How the Ledger Connect hacker tricks users into making malicious authorizations
The “Ledger Hacker,” who collected at least $484,000 from multiple Web3 applications on Dec. 14, did so by tricking Web3 users into validating a malicious token, according to the team behind blockchain security platform Syvers.
According to public statements made by several parties, the hacking took place on December 14th. The attacker used a phishing exploit to compromise a former Ledger employee's computer and gain access to the employee's Node Package Manager JavaScript account.
Continue reading
Fixes a registry vulnerability after several DApps that use the Connector library were compromised
The front end of several decentralized applications (DApps) using Ledger Connector, Zapper, SushiSwap, Phantom, Balancer and Revoke.cash were hacked on December 14th. About three hours after the security breach was discovered, the Ledger reported a malicious version. The file was replaced with the original version around 1:35 PM UTC.
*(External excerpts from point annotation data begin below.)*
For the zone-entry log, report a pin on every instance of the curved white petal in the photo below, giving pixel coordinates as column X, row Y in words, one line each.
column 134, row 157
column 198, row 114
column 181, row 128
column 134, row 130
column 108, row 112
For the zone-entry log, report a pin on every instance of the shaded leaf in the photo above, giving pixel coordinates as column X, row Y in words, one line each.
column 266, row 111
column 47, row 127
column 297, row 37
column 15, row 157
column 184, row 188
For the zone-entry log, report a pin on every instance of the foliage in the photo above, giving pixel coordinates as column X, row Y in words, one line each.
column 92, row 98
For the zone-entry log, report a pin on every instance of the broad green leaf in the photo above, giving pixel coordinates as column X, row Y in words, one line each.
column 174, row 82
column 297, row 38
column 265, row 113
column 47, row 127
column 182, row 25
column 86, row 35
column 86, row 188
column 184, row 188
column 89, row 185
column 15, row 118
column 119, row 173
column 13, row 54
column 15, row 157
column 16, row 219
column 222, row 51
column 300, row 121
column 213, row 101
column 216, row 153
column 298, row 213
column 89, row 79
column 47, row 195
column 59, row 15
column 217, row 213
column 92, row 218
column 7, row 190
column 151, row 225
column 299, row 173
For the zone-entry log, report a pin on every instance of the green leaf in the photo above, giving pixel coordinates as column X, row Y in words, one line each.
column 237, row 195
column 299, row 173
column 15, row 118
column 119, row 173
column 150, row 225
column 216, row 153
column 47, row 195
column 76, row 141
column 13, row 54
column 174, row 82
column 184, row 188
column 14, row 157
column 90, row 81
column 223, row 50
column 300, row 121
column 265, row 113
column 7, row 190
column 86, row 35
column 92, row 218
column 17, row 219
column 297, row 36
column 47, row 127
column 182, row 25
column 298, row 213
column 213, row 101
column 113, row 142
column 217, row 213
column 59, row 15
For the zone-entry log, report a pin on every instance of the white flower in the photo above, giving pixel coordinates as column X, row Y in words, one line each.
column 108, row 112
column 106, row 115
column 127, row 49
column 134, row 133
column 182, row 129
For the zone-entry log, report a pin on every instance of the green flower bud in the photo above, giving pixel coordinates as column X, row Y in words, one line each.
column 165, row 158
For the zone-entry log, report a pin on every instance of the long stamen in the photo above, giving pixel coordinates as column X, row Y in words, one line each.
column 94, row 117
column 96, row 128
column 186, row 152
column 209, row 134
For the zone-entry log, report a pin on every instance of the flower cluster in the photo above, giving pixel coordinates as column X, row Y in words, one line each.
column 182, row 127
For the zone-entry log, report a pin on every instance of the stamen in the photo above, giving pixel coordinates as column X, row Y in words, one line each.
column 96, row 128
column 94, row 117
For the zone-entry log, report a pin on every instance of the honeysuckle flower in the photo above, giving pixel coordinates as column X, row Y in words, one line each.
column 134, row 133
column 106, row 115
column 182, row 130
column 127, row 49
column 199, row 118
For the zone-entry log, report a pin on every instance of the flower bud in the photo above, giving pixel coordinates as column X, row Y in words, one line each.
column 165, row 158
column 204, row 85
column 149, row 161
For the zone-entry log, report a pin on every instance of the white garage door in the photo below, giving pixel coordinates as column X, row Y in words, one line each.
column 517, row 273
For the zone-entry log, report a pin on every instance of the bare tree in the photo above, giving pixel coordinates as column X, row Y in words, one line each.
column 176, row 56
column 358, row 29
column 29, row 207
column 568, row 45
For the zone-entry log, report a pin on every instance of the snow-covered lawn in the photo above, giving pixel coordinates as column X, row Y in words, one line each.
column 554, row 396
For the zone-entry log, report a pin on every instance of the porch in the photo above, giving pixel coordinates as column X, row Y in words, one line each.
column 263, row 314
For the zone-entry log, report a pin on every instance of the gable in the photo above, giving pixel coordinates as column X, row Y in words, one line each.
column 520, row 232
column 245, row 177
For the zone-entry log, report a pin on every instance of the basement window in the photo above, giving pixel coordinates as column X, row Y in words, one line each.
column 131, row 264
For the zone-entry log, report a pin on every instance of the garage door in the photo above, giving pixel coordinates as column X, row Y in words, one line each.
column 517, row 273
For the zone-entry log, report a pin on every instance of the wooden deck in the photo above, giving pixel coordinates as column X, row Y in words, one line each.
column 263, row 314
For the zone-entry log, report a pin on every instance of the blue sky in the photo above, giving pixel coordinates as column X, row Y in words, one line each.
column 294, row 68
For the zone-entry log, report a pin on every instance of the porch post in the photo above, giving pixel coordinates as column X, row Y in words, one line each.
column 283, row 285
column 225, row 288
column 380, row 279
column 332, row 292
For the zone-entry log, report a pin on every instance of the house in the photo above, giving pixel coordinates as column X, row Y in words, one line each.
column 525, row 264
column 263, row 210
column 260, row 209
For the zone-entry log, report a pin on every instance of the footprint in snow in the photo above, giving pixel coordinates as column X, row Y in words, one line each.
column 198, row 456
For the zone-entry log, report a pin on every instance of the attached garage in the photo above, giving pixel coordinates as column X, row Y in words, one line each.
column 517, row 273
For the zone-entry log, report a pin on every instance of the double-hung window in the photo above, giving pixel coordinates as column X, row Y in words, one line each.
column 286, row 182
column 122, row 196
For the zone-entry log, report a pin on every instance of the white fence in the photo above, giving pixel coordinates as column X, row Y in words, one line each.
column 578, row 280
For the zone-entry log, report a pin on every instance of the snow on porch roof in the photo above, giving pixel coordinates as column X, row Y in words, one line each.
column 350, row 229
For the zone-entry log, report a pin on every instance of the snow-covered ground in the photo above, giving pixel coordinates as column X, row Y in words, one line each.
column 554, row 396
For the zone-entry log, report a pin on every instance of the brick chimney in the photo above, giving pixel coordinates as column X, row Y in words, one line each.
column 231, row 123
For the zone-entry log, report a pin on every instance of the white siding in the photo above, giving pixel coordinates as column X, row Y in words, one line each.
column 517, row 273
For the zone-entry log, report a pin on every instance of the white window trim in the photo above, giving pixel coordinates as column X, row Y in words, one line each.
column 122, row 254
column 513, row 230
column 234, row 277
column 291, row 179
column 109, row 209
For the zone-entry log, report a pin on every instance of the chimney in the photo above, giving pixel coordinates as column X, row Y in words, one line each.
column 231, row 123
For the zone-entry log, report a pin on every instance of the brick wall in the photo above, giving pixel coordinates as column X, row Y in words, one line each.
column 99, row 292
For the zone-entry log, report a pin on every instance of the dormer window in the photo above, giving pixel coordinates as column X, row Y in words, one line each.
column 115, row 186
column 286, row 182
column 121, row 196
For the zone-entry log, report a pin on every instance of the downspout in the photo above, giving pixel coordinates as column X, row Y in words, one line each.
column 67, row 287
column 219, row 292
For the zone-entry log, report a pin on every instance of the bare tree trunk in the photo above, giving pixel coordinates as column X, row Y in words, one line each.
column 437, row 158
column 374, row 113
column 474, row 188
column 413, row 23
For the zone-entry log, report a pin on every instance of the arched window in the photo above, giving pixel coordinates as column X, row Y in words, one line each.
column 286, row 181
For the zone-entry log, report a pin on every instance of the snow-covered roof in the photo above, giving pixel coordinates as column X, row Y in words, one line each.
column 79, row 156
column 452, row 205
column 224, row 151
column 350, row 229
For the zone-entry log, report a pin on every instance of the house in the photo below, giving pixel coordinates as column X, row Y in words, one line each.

Ledger is warning users to “always clear the mark”, the addresses and the information presented on the mail screen are the only real information. “If there is a discrepancy between the screen displayed on your Ledger device and your computer/phone screen, stop the transaction immediately.”
Continue reading
Yearn.finance pleads with Friday traders to get their money back after a $1.4 million multi-sig crash.
Decentralized financial protocol Yearn.finance is hoping arbitrators will return $1.4 million in funds after a multi-signature scripting bug drained a large amount of the protocol's treasury.
“A flawed multisig script caused Yearn's public treasury to exchange 3,794,894 lp-yCRVv2 tokens,” according to a Dec. 11 GitHub post by Yearn contributor “dudesah”.
Continue reading
OKX DEX Faces $2.7 Million Exploitation After Proxy Manager Contract Update
OKX Decentralized Exchange (DEX) suffered a $2.7 million hack on December 13 after it was revealed that the private key of its proxy administrator had been leaked.
On December 13, the blockchain security firm SlowMist Zone posted on X (formerly Twitter) that the OKX DEX had “experienced a problem”. According to the report, the issue started on December 12, 2023 at 10:23 pm UTC after the owner of the proxy manager updated the DEX proxy contract to a new execution contract and the user started stealing tokens.
Continue reading
Overview of the DeFi market
According to data from Cointelegraph Markets Pro and TradingView, DeFi's top 100 tokens had the biggest week by market capitalization, mostly in the green trading on the weekly charts. The total value locked up in DeFi protocols remains over $60 billion.
Thanks for reading this week's roundup of the most impactful DeFi developments. Join us next Friday for more stories, insights and lessons about this dynamic and evolving space.